IV- VERIFICATION FINALE DE COHERENCE

L’auditeur est ainsi amené à prendre connaissance des principaux événements qui ont
pu se produire après la clôture des comptes. Parmi les événements susceptibles de retenir
l’attention de l’auditeur figureront, à titre indicatif :
- la perte d’un client important
- le recouvrement d’une créance importante et provisionnée
- la faillite (ou les difficultés de paiements) d’un client non provisionnée
- les litiges survenus après la clôture et afférente à des ventes réalisées dans l’exercice.

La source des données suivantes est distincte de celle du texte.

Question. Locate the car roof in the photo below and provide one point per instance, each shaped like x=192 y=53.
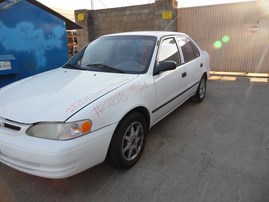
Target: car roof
x=157 y=34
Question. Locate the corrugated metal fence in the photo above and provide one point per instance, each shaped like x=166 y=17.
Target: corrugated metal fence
x=235 y=35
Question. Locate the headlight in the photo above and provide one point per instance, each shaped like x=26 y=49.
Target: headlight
x=60 y=131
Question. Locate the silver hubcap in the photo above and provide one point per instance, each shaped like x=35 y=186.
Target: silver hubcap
x=132 y=141
x=202 y=88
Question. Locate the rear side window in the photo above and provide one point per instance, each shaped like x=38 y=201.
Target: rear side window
x=190 y=51
x=169 y=51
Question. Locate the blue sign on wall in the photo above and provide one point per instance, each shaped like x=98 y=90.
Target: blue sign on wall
x=36 y=38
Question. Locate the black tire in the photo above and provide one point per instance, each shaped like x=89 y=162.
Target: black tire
x=128 y=141
x=201 y=91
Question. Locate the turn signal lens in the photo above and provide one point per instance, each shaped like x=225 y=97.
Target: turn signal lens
x=86 y=127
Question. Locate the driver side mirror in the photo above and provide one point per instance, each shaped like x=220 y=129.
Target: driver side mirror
x=164 y=66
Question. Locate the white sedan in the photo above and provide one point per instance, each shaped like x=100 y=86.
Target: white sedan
x=100 y=104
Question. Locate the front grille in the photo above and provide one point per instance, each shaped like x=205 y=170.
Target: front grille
x=10 y=125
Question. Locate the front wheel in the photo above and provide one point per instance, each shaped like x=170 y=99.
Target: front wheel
x=128 y=142
x=201 y=91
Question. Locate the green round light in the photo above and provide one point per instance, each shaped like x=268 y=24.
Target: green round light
x=217 y=44
x=225 y=39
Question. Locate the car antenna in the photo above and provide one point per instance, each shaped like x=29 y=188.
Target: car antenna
x=171 y=22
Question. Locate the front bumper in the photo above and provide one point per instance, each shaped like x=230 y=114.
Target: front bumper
x=53 y=158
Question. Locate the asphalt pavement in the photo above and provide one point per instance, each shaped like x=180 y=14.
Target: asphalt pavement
x=210 y=152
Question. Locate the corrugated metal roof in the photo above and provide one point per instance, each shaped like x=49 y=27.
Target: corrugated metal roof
x=70 y=25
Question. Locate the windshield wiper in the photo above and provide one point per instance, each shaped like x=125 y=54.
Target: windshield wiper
x=105 y=67
x=71 y=66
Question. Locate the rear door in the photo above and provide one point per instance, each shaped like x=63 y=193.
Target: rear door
x=170 y=86
x=191 y=60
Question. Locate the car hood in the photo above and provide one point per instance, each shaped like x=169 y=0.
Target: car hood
x=56 y=95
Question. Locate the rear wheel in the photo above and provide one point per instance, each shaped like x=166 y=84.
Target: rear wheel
x=201 y=91
x=128 y=141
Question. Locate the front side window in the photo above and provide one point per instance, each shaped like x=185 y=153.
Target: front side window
x=190 y=51
x=168 y=51
x=120 y=54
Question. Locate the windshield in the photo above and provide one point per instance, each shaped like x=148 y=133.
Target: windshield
x=118 y=54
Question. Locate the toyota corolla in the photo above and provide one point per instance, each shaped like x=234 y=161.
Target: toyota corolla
x=99 y=105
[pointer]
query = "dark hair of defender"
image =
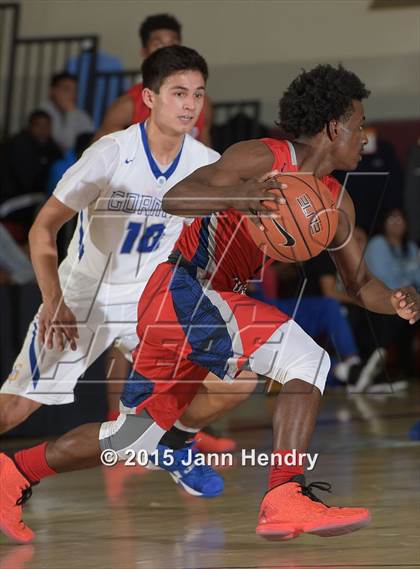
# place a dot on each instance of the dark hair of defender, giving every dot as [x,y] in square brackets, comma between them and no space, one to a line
[158,22]
[316,97]
[169,60]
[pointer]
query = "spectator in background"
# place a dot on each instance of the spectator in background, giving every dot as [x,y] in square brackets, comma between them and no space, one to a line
[15,267]
[412,192]
[377,184]
[159,30]
[25,161]
[71,157]
[67,120]
[392,257]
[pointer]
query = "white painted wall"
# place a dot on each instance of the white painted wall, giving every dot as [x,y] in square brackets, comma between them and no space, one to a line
[255,47]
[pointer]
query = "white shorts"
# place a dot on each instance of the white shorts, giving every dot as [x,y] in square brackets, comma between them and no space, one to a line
[49,376]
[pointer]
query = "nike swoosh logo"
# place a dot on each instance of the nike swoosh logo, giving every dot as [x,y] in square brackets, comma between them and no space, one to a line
[290,240]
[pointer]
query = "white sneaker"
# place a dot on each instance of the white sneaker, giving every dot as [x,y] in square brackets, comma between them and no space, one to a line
[368,373]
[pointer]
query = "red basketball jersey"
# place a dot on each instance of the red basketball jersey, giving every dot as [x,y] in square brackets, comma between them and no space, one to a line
[142,111]
[220,243]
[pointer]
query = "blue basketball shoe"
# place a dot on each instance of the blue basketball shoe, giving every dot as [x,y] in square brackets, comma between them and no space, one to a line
[183,466]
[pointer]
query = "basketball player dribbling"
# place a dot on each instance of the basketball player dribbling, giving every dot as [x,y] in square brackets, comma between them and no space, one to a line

V- PROBLEMES PARTICULIERS D’AUDIT


Ventes au comptant
Ces ventes concernent le pus souvent des biens de faible valeur unitaire, souvent
nombreux, et dont le suivi individuel, sur le plan comptable et sur le plan physique, est
souvent difficile, voire impossible.
Dans ce cas, l’auditeur doit porter une attestation aux procédures de contrôle interne s’il
veut avoir une assurance suffisante qu’il n’y a pas de détournements des fonds reçus.
Notamment dans les tests de permanence, l’auditeur doit être spécialement attentif à la
reconstitution complète des bordereaux de vente.
Un des contrôles essentiels de l’auditeur consistera à rapprocher les bandes de caisses
enregistreuses et les écritures journalières de ventes.